Para cada um dos midialivristas foi montado um painel em três idiomas (português, inglês e francês), pelo artista gráfico Paulo Duvivier, com texto feito de forma colaborativa entre várias participantes do FMML, bem como toda a concepção do memorial. Além disso, há fotos dos homenageados. Foram feitos, ainda, desenhos exclusivamente para a mostra, pelo artista Rafel Presto.

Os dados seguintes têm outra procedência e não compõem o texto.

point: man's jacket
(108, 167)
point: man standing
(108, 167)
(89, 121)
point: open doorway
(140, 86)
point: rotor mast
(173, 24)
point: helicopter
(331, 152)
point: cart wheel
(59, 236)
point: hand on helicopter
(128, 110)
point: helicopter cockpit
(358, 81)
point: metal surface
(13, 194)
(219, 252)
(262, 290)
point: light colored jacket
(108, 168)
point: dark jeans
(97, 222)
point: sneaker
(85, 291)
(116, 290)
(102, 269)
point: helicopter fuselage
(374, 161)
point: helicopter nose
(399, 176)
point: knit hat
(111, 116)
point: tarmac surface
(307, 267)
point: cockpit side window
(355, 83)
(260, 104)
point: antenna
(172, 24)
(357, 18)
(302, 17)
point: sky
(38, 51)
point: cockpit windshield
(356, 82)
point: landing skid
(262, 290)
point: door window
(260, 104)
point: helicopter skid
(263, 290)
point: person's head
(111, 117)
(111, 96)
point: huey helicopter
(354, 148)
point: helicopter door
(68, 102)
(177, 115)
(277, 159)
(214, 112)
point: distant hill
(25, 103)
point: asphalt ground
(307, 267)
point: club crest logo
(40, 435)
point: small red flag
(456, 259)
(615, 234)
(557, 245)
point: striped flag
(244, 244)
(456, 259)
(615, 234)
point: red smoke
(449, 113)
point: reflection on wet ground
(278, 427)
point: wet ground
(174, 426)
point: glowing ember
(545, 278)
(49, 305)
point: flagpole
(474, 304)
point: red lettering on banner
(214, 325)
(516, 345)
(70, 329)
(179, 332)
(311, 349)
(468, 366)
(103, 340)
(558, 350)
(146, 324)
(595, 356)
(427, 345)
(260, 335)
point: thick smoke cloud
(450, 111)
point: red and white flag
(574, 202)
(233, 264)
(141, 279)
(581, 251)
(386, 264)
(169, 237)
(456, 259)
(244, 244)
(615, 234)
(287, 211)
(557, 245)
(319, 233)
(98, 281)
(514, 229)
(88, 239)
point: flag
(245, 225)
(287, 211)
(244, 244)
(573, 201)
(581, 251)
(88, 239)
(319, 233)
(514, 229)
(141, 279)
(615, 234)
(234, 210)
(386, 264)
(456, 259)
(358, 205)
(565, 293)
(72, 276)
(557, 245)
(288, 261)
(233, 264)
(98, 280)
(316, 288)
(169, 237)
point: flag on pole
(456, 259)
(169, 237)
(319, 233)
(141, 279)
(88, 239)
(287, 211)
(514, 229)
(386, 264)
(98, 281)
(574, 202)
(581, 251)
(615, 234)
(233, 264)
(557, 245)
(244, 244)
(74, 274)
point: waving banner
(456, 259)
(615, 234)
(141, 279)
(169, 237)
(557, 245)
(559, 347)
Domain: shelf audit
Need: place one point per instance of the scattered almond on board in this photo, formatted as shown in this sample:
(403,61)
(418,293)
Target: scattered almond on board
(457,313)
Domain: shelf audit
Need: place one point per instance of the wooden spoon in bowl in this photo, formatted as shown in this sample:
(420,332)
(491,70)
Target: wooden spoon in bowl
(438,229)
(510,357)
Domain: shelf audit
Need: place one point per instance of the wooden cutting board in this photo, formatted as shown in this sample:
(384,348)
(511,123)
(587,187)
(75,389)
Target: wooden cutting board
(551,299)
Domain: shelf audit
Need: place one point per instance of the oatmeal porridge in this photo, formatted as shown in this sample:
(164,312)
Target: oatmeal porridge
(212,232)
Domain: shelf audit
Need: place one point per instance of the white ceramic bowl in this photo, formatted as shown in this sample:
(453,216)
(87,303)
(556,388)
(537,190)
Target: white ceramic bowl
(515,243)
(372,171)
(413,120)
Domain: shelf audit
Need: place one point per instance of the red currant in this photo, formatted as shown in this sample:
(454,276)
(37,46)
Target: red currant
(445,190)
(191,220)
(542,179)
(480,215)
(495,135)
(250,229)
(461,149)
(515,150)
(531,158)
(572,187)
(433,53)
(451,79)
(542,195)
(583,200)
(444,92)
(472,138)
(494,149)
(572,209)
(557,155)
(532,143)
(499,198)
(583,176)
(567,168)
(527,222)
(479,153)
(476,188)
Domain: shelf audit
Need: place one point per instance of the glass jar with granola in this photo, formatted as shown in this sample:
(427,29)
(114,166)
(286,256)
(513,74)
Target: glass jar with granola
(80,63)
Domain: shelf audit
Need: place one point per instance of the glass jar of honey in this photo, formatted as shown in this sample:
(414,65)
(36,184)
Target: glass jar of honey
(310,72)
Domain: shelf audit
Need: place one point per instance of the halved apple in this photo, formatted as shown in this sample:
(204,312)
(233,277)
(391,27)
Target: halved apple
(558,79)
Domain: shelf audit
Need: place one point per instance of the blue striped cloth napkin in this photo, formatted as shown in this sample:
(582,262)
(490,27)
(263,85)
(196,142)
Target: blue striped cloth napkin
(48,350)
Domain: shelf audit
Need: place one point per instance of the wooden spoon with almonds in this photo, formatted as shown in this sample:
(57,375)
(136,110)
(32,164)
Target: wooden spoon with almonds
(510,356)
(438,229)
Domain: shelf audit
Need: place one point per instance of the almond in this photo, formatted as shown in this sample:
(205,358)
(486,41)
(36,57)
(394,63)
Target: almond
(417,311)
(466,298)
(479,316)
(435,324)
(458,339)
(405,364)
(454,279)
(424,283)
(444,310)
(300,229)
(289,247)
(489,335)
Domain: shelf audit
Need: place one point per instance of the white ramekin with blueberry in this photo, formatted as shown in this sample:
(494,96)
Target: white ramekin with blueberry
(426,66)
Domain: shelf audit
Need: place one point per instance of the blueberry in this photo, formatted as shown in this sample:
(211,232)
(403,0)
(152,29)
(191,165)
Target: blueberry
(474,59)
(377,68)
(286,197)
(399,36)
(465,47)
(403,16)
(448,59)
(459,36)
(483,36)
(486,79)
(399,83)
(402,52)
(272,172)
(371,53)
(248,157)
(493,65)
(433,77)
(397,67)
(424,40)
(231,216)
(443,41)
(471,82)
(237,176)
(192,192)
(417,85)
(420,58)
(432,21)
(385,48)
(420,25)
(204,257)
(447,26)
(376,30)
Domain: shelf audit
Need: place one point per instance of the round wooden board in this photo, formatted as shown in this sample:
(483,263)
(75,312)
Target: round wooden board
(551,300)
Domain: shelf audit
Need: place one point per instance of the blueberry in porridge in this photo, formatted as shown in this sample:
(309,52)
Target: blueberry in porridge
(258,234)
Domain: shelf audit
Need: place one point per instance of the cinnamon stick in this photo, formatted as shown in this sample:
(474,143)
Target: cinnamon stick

“Nos não estamos fazendo uma homenagem simplesmente porque eles morreram. Mas sim porque essas pessoas nos inspiraram, fizeram coisas que estão vivas e por causa disso perderam a vida”, declarou Rita Freire, integrante da Ciranda Internacional da Comunicação Compartilhada, uma das idealizadoras do Memorial e do FMML.
Montagem do Memorial
Enquanto a exposição era montada, muitos curiosos se aproximaram e acabaram descobrindo que se tratava de um memorial para lembrar ativistas que morreram, um deles um tunisiano. Aos poucos, os universitários locais foram se apropriando e somando esforços, juntamente com Elenara Iabel, também integrante da Ciranda, que concebeu e coordenou a montagem da instalação.
“A abertura oficial do ‘Memorial Um Tributo aos ciberativistas livres que perderam suas vidas em defesa do Direito da Liberdade de Expressão’ foi emocionante com a leitura dos nomes e todos dizendo, logo em seguida, a cada nome dos homenageados: ‘presente'”, declarou Elenara, referindo-se ao momento em que cada nome de ativista homenageado era lido em voz alta e, em seguida, as cerca de 80 pessoas no local diziam juntas “presente”, respondendo a uma espécie de lista de presença.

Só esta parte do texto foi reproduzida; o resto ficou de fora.